'Misunderstood' loyalists given too much leeway
OPINION:I thought my children would be spared what my generation saw – it’s not the case, writes POL O MUIRI
My daughters were due to go shopping in Belfast city centre last Saturday with their aunts.
It was their traditional Christmas outing in the city’s continental market, a chance to see the city without their parents and have a bit of a chat with their Belfast cousins, a day out they always look forward to.
But the phone rang on Friday night. My sister – the expedition’s leader – was worried; loyalists were rioting in her mixed part of Belfast. The same was true of my brother’s part of the city.
There was talk of a loyalist demonstration “down the town”, as they say in Belfast.
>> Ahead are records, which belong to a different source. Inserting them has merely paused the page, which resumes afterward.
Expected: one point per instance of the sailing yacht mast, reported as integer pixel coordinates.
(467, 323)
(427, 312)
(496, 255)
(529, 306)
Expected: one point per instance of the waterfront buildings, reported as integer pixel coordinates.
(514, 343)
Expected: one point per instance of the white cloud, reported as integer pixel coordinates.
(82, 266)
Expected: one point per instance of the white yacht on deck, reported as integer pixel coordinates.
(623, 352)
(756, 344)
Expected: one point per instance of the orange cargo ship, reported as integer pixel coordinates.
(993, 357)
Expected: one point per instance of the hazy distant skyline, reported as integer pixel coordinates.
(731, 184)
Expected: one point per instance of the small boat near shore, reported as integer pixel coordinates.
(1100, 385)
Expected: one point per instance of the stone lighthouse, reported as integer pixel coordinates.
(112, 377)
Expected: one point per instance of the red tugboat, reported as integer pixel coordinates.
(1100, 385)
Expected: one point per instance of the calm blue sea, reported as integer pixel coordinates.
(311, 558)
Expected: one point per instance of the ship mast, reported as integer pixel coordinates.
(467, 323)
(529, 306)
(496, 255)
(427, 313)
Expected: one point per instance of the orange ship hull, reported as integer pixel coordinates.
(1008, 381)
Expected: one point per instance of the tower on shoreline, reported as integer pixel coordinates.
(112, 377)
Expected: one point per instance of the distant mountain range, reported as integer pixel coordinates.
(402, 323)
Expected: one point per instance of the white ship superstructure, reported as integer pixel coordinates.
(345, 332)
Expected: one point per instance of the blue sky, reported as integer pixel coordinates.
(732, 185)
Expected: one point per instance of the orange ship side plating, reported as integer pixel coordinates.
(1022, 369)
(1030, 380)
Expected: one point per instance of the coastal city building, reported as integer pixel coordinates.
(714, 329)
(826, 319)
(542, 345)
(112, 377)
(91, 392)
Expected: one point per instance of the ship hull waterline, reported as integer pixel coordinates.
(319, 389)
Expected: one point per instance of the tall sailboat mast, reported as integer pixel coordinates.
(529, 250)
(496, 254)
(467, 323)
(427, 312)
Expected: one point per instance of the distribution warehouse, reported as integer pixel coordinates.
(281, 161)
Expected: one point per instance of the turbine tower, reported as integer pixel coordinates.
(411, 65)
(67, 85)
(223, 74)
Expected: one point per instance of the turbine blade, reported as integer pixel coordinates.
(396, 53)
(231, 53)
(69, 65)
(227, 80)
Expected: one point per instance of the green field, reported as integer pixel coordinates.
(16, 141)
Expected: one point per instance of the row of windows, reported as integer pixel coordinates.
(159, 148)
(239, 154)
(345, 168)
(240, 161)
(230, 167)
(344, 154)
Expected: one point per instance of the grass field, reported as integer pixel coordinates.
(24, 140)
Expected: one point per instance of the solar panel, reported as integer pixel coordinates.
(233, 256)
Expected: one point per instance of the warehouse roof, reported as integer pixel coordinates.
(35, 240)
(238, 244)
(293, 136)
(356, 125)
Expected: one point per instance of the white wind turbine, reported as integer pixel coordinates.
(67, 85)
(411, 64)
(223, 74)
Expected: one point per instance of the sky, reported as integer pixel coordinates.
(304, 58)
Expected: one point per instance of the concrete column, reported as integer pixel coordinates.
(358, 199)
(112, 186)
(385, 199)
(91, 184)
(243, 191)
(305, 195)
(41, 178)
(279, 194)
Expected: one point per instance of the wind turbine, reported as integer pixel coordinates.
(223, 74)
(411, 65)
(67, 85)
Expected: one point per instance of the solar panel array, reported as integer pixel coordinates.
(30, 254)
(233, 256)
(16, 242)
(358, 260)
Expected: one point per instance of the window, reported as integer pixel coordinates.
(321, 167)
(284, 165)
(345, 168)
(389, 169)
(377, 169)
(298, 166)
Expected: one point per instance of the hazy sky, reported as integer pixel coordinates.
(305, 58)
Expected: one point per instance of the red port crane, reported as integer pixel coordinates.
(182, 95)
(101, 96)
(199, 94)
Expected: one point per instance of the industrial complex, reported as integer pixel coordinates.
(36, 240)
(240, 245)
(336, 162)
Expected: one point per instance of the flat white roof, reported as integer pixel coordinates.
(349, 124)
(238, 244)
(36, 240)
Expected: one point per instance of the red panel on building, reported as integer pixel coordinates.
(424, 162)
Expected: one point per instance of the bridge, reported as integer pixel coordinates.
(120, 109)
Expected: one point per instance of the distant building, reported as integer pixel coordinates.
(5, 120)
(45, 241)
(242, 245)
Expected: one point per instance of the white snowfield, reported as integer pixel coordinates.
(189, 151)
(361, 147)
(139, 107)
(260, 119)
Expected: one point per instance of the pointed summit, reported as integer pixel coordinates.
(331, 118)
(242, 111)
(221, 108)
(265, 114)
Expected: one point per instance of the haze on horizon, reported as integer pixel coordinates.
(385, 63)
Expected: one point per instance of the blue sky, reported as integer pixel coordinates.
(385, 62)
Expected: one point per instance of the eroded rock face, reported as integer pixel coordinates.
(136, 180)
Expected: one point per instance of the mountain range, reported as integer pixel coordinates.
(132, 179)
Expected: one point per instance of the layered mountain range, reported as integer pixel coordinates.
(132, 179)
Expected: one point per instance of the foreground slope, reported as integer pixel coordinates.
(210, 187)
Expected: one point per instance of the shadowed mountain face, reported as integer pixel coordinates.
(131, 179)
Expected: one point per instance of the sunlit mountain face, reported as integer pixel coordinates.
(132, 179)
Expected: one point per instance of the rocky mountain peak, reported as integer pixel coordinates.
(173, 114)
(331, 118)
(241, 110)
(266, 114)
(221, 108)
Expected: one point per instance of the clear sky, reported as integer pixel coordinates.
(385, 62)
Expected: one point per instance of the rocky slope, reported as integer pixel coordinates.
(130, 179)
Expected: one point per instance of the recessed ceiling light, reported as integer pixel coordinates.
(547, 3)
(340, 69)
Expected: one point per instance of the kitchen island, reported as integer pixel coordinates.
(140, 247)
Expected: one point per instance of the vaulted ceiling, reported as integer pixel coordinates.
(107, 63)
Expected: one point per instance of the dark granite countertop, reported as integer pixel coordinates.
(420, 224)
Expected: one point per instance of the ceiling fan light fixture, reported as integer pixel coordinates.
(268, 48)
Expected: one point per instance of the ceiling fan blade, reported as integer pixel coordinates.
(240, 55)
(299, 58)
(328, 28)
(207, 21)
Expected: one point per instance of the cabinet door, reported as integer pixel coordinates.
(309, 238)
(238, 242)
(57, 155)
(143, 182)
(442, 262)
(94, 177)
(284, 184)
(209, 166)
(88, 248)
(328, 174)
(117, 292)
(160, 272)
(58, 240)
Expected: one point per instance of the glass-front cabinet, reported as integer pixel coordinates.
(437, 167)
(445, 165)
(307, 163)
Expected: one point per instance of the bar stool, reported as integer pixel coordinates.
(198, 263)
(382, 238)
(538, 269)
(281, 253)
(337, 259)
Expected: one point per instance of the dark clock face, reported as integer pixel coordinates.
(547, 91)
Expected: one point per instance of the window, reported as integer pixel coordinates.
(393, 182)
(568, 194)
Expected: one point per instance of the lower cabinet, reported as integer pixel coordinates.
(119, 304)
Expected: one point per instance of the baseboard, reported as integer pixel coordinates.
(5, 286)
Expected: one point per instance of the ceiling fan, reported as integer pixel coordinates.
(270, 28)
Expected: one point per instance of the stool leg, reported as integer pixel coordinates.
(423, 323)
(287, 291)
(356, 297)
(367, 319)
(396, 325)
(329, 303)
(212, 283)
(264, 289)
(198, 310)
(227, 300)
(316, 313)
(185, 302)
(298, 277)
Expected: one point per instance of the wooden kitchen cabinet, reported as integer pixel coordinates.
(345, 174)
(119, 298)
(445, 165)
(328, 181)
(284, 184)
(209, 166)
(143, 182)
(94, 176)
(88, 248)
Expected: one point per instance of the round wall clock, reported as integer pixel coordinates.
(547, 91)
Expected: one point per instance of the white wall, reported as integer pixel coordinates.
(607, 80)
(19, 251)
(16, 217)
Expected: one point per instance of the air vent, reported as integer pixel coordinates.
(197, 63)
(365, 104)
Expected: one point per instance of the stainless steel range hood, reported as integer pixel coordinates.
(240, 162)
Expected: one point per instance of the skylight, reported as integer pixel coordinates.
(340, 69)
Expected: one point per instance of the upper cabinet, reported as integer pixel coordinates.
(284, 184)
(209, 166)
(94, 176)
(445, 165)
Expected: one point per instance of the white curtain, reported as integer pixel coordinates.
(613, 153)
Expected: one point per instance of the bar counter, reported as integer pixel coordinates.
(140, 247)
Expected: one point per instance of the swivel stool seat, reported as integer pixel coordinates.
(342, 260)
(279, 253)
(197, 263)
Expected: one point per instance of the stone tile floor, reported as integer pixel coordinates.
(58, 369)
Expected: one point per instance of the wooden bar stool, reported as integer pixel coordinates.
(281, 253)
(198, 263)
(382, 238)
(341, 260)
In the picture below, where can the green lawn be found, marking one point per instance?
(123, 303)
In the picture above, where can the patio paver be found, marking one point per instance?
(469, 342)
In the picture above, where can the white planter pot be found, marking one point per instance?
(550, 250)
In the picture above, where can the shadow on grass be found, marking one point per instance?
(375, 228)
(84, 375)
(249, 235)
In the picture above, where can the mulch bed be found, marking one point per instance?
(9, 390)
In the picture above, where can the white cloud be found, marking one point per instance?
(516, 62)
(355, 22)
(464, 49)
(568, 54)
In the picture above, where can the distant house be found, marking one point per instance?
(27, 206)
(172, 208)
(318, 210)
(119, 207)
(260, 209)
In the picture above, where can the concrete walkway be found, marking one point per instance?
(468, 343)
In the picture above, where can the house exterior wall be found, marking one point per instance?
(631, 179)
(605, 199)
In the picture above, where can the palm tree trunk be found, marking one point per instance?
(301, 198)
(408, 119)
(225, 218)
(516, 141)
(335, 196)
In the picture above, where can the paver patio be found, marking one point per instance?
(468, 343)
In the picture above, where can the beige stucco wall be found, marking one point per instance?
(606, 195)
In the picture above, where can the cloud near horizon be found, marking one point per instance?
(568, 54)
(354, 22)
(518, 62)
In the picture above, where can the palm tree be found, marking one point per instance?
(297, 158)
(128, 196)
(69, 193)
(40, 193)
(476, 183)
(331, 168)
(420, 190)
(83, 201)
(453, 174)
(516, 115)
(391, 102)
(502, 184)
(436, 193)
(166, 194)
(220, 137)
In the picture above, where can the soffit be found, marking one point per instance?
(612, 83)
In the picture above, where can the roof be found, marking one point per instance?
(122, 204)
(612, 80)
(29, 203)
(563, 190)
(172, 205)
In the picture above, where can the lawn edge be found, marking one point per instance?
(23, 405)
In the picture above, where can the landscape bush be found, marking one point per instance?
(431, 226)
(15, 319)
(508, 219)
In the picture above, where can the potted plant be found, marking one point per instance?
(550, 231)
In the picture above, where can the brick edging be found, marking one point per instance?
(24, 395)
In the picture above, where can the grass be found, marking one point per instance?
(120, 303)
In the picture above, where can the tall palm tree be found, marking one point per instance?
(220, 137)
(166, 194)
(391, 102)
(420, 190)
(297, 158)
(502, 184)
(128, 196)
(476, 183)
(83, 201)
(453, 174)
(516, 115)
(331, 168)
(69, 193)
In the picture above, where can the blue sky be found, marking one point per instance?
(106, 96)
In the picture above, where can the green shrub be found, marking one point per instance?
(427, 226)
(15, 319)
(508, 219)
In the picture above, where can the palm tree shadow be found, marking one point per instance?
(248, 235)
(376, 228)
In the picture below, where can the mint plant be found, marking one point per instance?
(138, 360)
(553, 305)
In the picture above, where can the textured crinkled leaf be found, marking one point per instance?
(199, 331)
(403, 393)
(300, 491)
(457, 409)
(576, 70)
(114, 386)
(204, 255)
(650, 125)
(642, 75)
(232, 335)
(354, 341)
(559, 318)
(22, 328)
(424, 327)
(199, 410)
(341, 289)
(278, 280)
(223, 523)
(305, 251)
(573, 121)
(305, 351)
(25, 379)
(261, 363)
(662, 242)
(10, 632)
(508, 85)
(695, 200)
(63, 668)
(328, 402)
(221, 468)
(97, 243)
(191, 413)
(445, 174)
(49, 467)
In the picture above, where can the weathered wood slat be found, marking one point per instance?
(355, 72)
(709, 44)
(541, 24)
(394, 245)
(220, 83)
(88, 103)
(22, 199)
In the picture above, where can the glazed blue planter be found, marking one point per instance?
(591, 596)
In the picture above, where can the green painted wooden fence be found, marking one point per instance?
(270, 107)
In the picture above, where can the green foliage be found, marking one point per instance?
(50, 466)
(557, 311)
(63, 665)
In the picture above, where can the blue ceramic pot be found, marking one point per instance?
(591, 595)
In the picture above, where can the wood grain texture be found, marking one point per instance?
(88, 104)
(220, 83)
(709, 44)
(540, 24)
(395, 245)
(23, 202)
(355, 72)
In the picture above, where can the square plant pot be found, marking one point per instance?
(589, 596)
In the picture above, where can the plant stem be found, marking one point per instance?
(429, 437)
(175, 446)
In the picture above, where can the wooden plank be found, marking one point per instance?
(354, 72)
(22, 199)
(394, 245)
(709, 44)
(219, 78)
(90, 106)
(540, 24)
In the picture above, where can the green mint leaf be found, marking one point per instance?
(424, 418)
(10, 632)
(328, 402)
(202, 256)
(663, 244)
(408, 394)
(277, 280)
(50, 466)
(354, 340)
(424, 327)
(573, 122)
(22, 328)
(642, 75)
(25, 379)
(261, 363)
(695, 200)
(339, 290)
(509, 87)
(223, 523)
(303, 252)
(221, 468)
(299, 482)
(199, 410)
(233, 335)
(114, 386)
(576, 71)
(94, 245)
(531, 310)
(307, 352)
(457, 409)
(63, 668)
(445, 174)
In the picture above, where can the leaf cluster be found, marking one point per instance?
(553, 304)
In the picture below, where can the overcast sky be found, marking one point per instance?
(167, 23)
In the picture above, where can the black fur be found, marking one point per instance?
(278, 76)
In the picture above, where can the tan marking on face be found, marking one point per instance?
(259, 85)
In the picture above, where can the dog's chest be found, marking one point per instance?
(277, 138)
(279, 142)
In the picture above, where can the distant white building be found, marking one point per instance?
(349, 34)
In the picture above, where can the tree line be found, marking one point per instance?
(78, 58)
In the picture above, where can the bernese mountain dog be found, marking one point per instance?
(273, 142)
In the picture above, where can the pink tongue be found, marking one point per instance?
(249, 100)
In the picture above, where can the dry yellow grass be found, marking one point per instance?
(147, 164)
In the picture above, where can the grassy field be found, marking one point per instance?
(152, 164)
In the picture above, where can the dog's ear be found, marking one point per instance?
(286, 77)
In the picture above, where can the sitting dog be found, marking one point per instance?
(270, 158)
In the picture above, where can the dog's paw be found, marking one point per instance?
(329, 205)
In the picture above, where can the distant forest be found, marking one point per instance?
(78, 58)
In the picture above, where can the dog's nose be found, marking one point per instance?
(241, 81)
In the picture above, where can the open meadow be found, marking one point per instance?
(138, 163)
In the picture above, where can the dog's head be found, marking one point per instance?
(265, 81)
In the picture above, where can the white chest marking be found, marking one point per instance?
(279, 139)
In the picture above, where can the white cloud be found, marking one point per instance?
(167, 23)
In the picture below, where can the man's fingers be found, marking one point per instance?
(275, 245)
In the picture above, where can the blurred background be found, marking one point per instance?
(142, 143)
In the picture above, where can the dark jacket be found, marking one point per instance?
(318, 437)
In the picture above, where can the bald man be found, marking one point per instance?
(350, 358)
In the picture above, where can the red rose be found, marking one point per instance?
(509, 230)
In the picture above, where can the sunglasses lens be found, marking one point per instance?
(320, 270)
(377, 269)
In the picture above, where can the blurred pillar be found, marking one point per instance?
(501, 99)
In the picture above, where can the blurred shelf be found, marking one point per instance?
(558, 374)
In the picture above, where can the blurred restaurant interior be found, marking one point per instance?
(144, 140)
We did what nationalists have done for generations in the city. We changed our plans, postponed the trip, just in case, just to be sure, you never know what might happen.
Catholics murdered
Though in the course of loyalist demonstrations you do usually know what happens – disappointed loyalists riot frequently and, far too often, Catholics are murdered. Never has a political philosophy been given such violent leeway in expressing its dissatisfaction with political events.
Drumcree, Holy Cross, the Anglo-Irish Agreement. It’s always the same – loyalists threaten and they carry their excuses to the media like they were Moses on his return from Mount Sinai.
So it was in last weekend’s papers – loyalist leaders warn, gurn, threaten and it’s all written down like it is the most understandable thing in the world.
Hard-bitten thugs
The decision of Belfast City Council not to fly the union flag every day of the year is used as a pretext. The council will still fly the union flag, you understand, but just not every day, and the loyalist leadership whines that it cannot control its followers as if they were disappointed scout masters rather than the hard-bitten thugs they are.
Any Catholic of my age knows only too well to be wary of the Orange mob. I saw them at work when I was a teenager growing up in Belfast, saw them as a student at university in the city, saw them as an adult when I left the city.
We were working class and lived in the west of the city, and my father worked in a factory in east Belfast, an area that was predominantly loyalist.
He worked there throughout the 1970s and 1980s, when sectarian violence was unrelenting.
He was of the generation who used to have people – loyalists – ask him for a “wee donation” for the factory’s bunting when the marching season arrived.